“Excelentíssimos” canalhas e as alianças espúrias pelo golpe de 2016

O impeachment de 2016 ainda não foi totalmente engolido por aqueles que sabem que sabem que se tratou de um golpe. Alguns filmes e documentários têm procurado retratar esse período, em uma tentativa de entender o que aconteceu (e ainda está em curso) no Brasil. Um deles, "O Processo" , lançado em maio, retrata o processo do impeachment de Dilma Roussef no Senado, com suas comissões e reuniões do PT. Neste filme, a primeira cena é a patética votação na Câmara dos Deputados. Já “Excelentíssimos”, lançado no último dia 22 de novembro, tem essa cena em seu ato final: este novo documentário de Douglas Duarte remonta ao início do processo.
São mostradas assim, a crise do governo Dilma, ainda em 2015, e como ela foi agravada pela má-vontade e interesse de certas bancadas parlamentares, que nunca aceitaram sua vitória eleitoral em 2014. Assim, “Excelentíssimos” mostra as articulações espúrias que parlamentares covardes fizeram para que fosse instalado o processo na Câmara dos Deputados. O grande protagonista deste teatro foi o agora preso Eduardo Cunha, mas este importante documentário coloca sob a luz outros tantos “excelentíssimos canalhas”, menos conhecidos, que, sem escrúpulos, tramaram um grotesco golpe contra a presidente eleita.

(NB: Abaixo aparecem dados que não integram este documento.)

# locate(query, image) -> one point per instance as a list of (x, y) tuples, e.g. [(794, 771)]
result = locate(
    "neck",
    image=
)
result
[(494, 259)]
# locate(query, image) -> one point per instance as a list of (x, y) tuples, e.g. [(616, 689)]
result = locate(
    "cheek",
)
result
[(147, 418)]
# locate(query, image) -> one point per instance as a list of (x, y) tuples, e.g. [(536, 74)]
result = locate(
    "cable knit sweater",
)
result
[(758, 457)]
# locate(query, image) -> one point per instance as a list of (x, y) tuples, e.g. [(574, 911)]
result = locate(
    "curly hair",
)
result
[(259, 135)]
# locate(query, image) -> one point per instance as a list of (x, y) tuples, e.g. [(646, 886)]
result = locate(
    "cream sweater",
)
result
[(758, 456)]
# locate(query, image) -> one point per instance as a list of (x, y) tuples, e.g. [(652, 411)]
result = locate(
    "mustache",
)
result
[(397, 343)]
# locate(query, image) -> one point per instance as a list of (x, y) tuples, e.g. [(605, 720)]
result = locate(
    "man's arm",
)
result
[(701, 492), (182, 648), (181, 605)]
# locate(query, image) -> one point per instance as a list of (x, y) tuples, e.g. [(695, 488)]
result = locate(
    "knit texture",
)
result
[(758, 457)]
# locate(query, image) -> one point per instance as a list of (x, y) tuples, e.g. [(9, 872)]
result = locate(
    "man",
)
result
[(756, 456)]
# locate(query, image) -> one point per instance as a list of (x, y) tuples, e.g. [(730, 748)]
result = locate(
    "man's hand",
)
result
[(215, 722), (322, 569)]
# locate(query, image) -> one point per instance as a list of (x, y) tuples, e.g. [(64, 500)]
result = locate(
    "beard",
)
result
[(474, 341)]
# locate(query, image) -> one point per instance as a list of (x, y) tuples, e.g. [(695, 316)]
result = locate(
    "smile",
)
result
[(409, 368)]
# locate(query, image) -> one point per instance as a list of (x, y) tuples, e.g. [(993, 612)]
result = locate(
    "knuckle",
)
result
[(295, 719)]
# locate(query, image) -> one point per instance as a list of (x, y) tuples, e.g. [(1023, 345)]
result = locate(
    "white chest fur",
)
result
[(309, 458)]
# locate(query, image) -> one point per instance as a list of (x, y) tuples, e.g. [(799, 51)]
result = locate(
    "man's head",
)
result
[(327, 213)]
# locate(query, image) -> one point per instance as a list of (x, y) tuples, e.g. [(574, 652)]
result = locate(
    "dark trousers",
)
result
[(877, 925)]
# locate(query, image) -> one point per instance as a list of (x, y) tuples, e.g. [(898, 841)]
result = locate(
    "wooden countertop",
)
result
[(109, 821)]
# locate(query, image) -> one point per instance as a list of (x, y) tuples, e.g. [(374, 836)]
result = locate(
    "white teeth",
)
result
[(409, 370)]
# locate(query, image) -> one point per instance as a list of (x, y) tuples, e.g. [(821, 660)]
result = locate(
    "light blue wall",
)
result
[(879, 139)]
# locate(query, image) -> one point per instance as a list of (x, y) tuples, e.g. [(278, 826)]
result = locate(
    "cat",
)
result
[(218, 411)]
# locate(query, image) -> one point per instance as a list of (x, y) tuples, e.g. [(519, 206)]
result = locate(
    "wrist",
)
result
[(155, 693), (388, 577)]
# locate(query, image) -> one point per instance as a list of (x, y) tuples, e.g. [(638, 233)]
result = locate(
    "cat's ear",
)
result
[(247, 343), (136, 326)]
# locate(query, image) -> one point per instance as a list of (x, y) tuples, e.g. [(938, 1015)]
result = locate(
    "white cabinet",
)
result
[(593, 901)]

No início do processo de filmagem, Douglas Duarte buscava retratar apenas o cotidiano no Congresso Nacional, mas se deparou com uma realidade diferente da que esperava e com a ideia impeachment já em curso nos gabinetes e conversas. “Em setembro de 2015, meu plano não era retratar a democracia brasileira virando fumaça. No correr de alguns meses, me deparei com um Congresso dominado pela influência de Eduardo Cunha, o qual decidiu que era hora de encerrar o mandato de Dilma Rousseff. No lugar da ideia inicial – meio ingênuo e pitoresco, admito hoje – surgiu diante de nossas lentes e microfones um Congresso onde quem dava as cartas eram figuras desconhecidas do grande público e onde muito era decidido a portas fechadas, fora de nosso alcance. Ninguém falava de outra coisa que não o impeachment. Meu filme havia sido sequestrado junto com nossa democracia.”, explica Duarte.
Além do presidente Eduardo Cunha, quem também ganha destaque neste documentário é Marcos Feliciano, Carlos Marun e o agora presidente eleito Jair Bolsonaro. Todos tiveram sua parcela de ganho pessoal com o golpe. As reuniões nas comissões e as sessões no plenário aconteceram de forma totalmente arbitrária, com pouca democracia entre as falas. Com Cunha, tudo acontecia da forma como ele queria.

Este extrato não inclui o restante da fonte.